The Ubayama site is located on the left bank of the Ohashiwa River, which flows into Tokyo Bay, on a plateau with an elevation of about 24 meters above the present sea level. The midden is horseshoe-shaped, measuring approximately 130 meters from east-to-west and 120 meters from north-to-south, forming an incomplete shell ring. The presence of a shell mound in this location was known at a relatively early time, and a preliminary survey was first made in 1893.

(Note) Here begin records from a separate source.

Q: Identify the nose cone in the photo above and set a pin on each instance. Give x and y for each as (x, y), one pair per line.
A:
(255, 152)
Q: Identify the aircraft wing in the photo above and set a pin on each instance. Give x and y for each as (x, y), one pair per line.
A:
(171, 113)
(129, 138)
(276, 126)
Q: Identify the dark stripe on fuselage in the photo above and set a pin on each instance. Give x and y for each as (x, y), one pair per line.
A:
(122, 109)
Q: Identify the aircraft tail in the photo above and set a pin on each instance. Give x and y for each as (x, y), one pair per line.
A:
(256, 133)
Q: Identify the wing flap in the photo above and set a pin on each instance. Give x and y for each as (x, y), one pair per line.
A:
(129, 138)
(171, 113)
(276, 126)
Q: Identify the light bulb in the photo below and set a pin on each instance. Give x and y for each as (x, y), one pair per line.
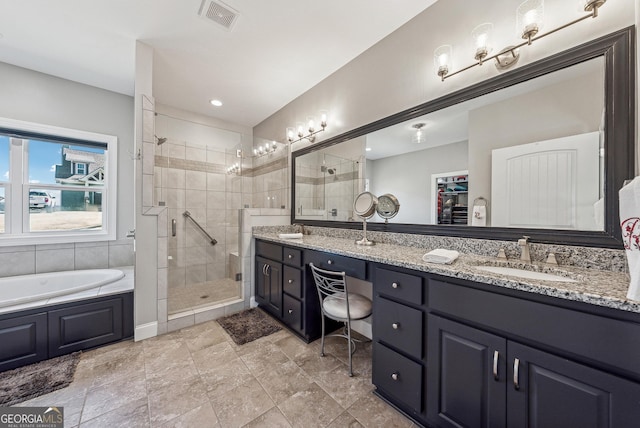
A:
(291, 134)
(323, 119)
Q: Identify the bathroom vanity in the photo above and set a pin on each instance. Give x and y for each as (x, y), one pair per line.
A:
(458, 346)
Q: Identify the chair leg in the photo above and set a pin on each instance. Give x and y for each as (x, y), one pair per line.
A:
(348, 324)
(322, 340)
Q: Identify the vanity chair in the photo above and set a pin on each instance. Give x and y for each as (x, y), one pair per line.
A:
(337, 303)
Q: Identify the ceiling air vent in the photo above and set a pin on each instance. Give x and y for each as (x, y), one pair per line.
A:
(219, 13)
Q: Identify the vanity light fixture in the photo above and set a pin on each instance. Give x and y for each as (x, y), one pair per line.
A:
(265, 149)
(308, 131)
(418, 137)
(529, 20)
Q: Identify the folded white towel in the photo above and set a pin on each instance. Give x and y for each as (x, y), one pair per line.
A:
(290, 236)
(629, 197)
(441, 256)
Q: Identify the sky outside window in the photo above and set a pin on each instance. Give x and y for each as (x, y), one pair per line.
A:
(4, 158)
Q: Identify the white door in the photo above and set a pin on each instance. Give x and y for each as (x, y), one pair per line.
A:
(550, 184)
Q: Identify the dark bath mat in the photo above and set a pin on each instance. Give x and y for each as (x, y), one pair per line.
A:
(25, 383)
(249, 325)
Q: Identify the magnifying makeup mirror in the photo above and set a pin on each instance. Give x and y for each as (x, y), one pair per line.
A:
(365, 207)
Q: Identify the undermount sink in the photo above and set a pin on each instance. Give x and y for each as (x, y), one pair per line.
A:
(524, 273)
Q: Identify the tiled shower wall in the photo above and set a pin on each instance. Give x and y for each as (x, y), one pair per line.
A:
(270, 180)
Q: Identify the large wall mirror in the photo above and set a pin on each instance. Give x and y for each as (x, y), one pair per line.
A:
(539, 151)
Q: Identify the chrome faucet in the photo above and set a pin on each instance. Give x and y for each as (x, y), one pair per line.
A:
(525, 255)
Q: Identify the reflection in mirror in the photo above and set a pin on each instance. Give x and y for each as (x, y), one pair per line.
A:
(533, 153)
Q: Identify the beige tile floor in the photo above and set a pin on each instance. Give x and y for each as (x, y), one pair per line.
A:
(202, 295)
(197, 377)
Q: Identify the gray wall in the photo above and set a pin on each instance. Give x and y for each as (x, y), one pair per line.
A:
(397, 73)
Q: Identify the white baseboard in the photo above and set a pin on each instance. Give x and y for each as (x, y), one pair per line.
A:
(145, 331)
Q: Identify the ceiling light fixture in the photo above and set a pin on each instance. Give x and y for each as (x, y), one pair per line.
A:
(418, 137)
(529, 20)
(299, 130)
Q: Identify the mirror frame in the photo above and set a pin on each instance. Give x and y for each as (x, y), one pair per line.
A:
(618, 50)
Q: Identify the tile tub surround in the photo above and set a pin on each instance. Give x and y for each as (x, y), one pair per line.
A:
(30, 259)
(598, 287)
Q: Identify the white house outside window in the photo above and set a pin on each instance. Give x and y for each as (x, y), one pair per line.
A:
(56, 184)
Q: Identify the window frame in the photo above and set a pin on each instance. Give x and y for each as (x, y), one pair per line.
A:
(18, 187)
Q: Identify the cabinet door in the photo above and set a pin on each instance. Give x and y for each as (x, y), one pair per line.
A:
(269, 285)
(548, 391)
(466, 376)
(261, 280)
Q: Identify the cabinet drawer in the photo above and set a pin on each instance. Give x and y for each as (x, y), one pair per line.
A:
(292, 312)
(292, 257)
(566, 330)
(399, 326)
(399, 285)
(352, 267)
(292, 281)
(266, 249)
(397, 376)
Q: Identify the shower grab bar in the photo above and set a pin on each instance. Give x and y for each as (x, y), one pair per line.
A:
(211, 239)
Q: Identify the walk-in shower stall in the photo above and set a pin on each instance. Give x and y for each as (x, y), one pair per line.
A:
(198, 178)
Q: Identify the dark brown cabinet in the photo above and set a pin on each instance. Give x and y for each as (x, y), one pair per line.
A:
(285, 291)
(399, 328)
(482, 378)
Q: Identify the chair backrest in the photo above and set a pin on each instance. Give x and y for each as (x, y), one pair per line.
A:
(330, 283)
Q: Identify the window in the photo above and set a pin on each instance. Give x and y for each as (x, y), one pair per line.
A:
(81, 168)
(56, 184)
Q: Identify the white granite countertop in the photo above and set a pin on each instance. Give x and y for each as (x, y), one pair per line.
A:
(597, 287)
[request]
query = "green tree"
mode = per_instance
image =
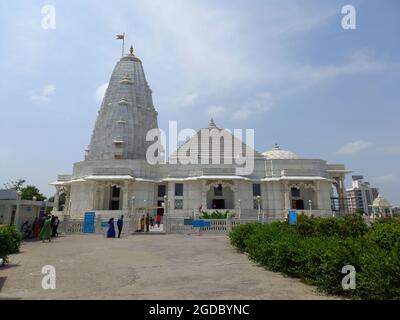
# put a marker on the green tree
(359, 211)
(28, 192)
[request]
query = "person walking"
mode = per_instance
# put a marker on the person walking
(120, 225)
(26, 230)
(111, 229)
(45, 233)
(151, 222)
(158, 220)
(148, 222)
(54, 227)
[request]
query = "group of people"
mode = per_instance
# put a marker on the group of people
(146, 222)
(50, 228)
(111, 227)
(44, 228)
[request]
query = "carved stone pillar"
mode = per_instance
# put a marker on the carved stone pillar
(56, 199)
(203, 195)
(317, 196)
(125, 196)
(287, 195)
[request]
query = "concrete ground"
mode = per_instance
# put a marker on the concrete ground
(144, 267)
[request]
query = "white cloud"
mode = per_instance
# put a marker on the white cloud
(259, 104)
(101, 91)
(391, 150)
(354, 147)
(384, 178)
(216, 111)
(47, 91)
(190, 99)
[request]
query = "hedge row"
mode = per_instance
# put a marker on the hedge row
(10, 241)
(317, 249)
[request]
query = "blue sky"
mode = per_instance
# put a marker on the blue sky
(285, 68)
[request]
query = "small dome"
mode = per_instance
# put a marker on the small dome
(277, 153)
(380, 201)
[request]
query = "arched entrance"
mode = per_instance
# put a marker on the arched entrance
(220, 196)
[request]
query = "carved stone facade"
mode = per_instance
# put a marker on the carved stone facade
(115, 177)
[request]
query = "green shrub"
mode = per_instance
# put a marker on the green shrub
(240, 233)
(385, 234)
(379, 275)
(317, 249)
(10, 241)
(352, 225)
(214, 215)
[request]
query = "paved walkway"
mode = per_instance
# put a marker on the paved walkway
(144, 267)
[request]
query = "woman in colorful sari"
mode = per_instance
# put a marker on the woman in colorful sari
(45, 233)
(111, 229)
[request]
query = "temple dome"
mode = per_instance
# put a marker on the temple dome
(380, 201)
(126, 114)
(277, 153)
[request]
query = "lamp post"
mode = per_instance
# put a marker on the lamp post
(165, 205)
(16, 222)
(240, 208)
(133, 207)
(259, 207)
(34, 198)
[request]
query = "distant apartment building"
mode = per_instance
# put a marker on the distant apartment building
(361, 195)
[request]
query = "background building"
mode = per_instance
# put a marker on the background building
(362, 195)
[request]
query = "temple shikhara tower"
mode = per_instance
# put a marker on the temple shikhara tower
(116, 178)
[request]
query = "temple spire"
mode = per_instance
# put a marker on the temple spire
(211, 125)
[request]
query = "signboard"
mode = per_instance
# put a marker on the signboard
(201, 223)
(292, 217)
(88, 222)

It was first excavated in 1926 by Tokyo Imperial University, at which time a group of 20 pit dwellings indicating the existence of a settlement were discovered. Five sets of human bones (two adult males, two adult females, and one child) were excavated from one of pit dwelling sites, believed to be members of the same family group. This was the first excavation of a Jōmon period settlement associated with a shell midden. Further excavations found a total of 39 pit dwellings and 143 sets of human remains, along with large quantities of Jōmon pottery.

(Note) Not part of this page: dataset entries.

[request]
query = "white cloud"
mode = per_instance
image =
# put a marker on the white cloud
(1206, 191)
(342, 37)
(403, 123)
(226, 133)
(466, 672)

The midden contained shells from more than 30 species of clams, and was used about 5000 years to 3000 years ago. The bones of fugu puffer fish have also been found in the midden, indicating that this fish was part of the Japanese diet since the Jōmon period, although there is no evidence that the family group found in the 1926 excavation died of tetrodotoxin poisoning. The excavated items from this site are stored at the University of Tokyo, Nanzan University, Meiji University, and other locations, and are also exhibited at the Ichikawa Archeology Museum, which was built adjacent to the Horinouchi Shell Mound, also in the city of Ichikawa.

The site is maintained as the Ubayama Kaizuka Park (姥山貝塚公園Ubayama kaizuka kōen), and it is located about ten minutes on foot from Funabashihōten Station on the JR East Musashino Line.